In Book 1, George sets up the chief paradox he seeks to examine: Despite the growth in efficiency, productivity, and other benefits of industrialization and material progress, the wages and the standard of living of the working class decrease. To him, this is a central paradox of 19th-century industrial society. The living conditions, especially in densely-populated urban environments, were so poor that key thinkers like Karl Marx developed entire theoretical systems to explain them.


In terms of methodology, George tries to address this question systematically. First, he examines common concepts in political economy such as wages, capital, and wealth. George’s definition of “capital” is the most complicated example because he presents several versions from other economists like Smith and Ricardo. The purpose of using these divergent definitions is to show that there are not only different types of thinking about this subject, but also differences between theory and the way these terms are used in practice. All these differences in theory and practice lead to confusion about the basic functioning of industry, like the question of funding wages.

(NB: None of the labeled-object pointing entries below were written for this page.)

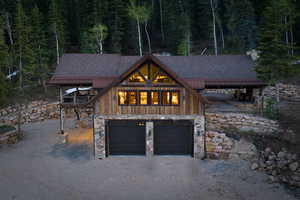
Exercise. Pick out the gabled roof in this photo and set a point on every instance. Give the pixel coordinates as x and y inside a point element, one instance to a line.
<point>198,71</point>
<point>165,68</point>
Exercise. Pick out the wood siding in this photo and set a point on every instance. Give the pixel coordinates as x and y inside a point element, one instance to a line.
<point>108,103</point>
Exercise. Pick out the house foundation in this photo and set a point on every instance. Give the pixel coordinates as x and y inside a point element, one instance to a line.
<point>100,134</point>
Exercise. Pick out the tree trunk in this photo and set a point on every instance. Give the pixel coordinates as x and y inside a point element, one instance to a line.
<point>8,28</point>
<point>287,34</point>
<point>292,40</point>
<point>57,44</point>
<point>19,119</point>
<point>221,31</point>
<point>214,27</point>
<point>188,41</point>
<point>148,38</point>
<point>20,69</point>
<point>161,21</point>
<point>277,93</point>
<point>139,33</point>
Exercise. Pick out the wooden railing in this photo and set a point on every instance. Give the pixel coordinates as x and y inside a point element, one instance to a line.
<point>75,100</point>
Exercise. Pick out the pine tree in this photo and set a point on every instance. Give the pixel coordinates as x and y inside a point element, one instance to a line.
<point>275,63</point>
<point>115,22</point>
<point>3,64</point>
<point>23,48</point>
<point>241,25</point>
<point>39,43</point>
<point>56,30</point>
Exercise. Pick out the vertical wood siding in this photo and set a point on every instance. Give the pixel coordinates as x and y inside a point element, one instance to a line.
<point>108,103</point>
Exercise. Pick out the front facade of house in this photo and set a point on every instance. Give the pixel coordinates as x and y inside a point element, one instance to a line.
<point>142,105</point>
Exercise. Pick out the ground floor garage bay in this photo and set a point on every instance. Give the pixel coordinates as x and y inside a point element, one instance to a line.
<point>148,135</point>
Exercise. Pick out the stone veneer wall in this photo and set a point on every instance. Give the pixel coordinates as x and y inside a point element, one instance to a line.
<point>99,131</point>
<point>286,92</point>
<point>10,137</point>
<point>225,131</point>
<point>223,122</point>
<point>34,112</point>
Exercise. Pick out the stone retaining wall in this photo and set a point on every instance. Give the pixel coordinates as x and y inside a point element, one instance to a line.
<point>34,112</point>
<point>226,134</point>
<point>222,122</point>
<point>220,146</point>
<point>99,131</point>
<point>286,92</point>
<point>10,137</point>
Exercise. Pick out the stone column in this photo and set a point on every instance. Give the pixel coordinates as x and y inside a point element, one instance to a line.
<point>99,137</point>
<point>199,130</point>
<point>149,138</point>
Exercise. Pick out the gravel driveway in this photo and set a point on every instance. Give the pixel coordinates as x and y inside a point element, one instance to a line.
<point>40,168</point>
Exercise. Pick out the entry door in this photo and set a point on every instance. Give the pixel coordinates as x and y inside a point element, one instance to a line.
<point>173,137</point>
<point>126,137</point>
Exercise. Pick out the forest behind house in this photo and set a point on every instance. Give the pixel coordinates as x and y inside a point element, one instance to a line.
<point>34,34</point>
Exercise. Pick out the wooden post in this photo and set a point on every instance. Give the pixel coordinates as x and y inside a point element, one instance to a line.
<point>61,111</point>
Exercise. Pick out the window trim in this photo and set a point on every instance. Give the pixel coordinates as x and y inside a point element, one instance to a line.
<point>149,98</point>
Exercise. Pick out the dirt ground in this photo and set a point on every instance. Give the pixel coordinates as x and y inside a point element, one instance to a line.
<point>42,168</point>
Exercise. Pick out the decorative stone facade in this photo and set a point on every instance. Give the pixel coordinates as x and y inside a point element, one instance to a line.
<point>286,92</point>
<point>99,131</point>
<point>220,146</point>
<point>223,122</point>
<point>37,111</point>
<point>10,137</point>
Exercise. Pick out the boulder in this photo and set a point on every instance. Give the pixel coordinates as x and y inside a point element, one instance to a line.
<point>294,166</point>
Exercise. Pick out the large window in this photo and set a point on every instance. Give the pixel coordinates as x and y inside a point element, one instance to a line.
<point>149,98</point>
<point>150,74</point>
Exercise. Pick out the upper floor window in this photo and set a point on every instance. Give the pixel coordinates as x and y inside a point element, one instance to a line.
<point>150,74</point>
<point>150,97</point>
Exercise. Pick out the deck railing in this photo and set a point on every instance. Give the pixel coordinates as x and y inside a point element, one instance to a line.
<point>82,99</point>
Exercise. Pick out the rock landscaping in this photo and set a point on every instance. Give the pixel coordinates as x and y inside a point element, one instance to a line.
<point>221,146</point>
<point>286,92</point>
<point>282,167</point>
<point>8,135</point>
<point>36,111</point>
<point>223,122</point>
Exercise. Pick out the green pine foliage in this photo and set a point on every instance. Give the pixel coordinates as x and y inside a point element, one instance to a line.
<point>56,29</point>
<point>39,44</point>
<point>23,46</point>
<point>184,28</point>
<point>275,62</point>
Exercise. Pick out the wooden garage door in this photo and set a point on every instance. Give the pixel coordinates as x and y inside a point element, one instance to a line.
<point>126,137</point>
<point>173,137</point>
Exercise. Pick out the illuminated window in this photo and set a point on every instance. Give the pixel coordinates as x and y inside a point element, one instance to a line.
<point>136,78</point>
<point>166,96</point>
<point>154,72</point>
<point>132,98</point>
<point>147,98</point>
<point>122,97</point>
<point>144,71</point>
<point>154,98</point>
<point>175,98</point>
<point>151,74</point>
<point>143,98</point>
<point>162,78</point>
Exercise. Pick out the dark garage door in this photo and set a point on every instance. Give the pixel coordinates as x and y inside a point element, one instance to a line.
<point>173,137</point>
<point>126,137</point>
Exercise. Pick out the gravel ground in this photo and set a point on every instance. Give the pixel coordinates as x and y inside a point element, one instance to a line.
<point>41,168</point>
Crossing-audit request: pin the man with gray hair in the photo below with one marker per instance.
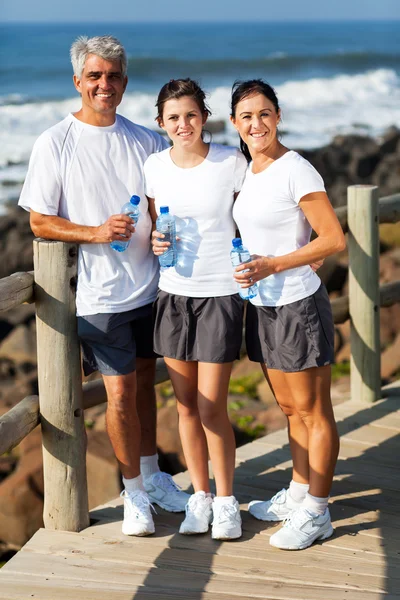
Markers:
(81, 172)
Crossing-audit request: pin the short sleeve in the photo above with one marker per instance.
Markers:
(160, 143)
(304, 179)
(240, 170)
(41, 191)
(148, 177)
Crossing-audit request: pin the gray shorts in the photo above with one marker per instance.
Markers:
(112, 341)
(293, 337)
(198, 329)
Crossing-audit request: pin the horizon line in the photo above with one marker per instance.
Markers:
(208, 22)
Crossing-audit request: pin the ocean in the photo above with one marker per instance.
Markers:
(331, 78)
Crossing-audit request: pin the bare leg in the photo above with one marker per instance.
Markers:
(298, 433)
(213, 381)
(146, 405)
(184, 380)
(122, 421)
(310, 390)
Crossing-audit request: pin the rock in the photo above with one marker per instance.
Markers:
(21, 494)
(217, 126)
(16, 240)
(387, 175)
(390, 360)
(103, 475)
(20, 345)
(390, 141)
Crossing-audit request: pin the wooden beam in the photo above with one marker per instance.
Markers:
(389, 211)
(60, 387)
(363, 243)
(18, 422)
(16, 289)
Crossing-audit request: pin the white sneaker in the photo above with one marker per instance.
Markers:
(137, 514)
(227, 522)
(301, 529)
(198, 514)
(163, 490)
(277, 509)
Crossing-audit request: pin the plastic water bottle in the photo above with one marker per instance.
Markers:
(166, 224)
(131, 209)
(239, 255)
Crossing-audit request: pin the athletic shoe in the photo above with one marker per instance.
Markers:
(198, 514)
(137, 514)
(163, 490)
(301, 529)
(227, 523)
(277, 509)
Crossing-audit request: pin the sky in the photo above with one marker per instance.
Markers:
(103, 11)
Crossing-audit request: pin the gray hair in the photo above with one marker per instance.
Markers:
(105, 46)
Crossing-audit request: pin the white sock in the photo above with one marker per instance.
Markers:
(149, 465)
(224, 499)
(298, 491)
(132, 485)
(315, 505)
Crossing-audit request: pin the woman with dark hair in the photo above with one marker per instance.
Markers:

Second, George also uses a comparative framework to analyze the situation in Europe (the Old World) and North America (the New World). He also compares societies historically: earlier, less complex societies, and slower industrialized societies like those in parts of Latin America, compared to the industrialized European and North American countries. He subscribes to the idea of technological progress, thanks to which societies and systems become more complex, and in which technological advancement should bring about societal amelioration.


Third, George also relies on the work of major economists such as Adam Smith and David Ricardo to provide broader coverage of the questions he addresses. It also shows that George studied the subject in depth even though he is not an economist by training.


By using these methods, the author sets up the framework for examining the relationship between labor, capital, and wages. The point that it is laborers who manufacture products, and thus earn wages from their labor, is an important concept in economics. This concept is linked to the labor theory of value. For Adam Smith, the more workers are needed to manufacture an object, the greater its value as compared to other objects. For Karl Marx, the value of a product is quantifiable by calculating the average time used to manufacture that product. Marx used this idea to argue that, since workers produce value, and capital exploits them, they must seize the means of production through a revolution. In contrast, George does not seek to overthrow the present order in its entirety. For him, the fact that workers’ wages are generated from their own labor simply means that they must be compensated fairly for their work rather than having their wages diminish to the point of bare survival. Furthermore, understanding why wages fall in the first place is what he seeks to explore.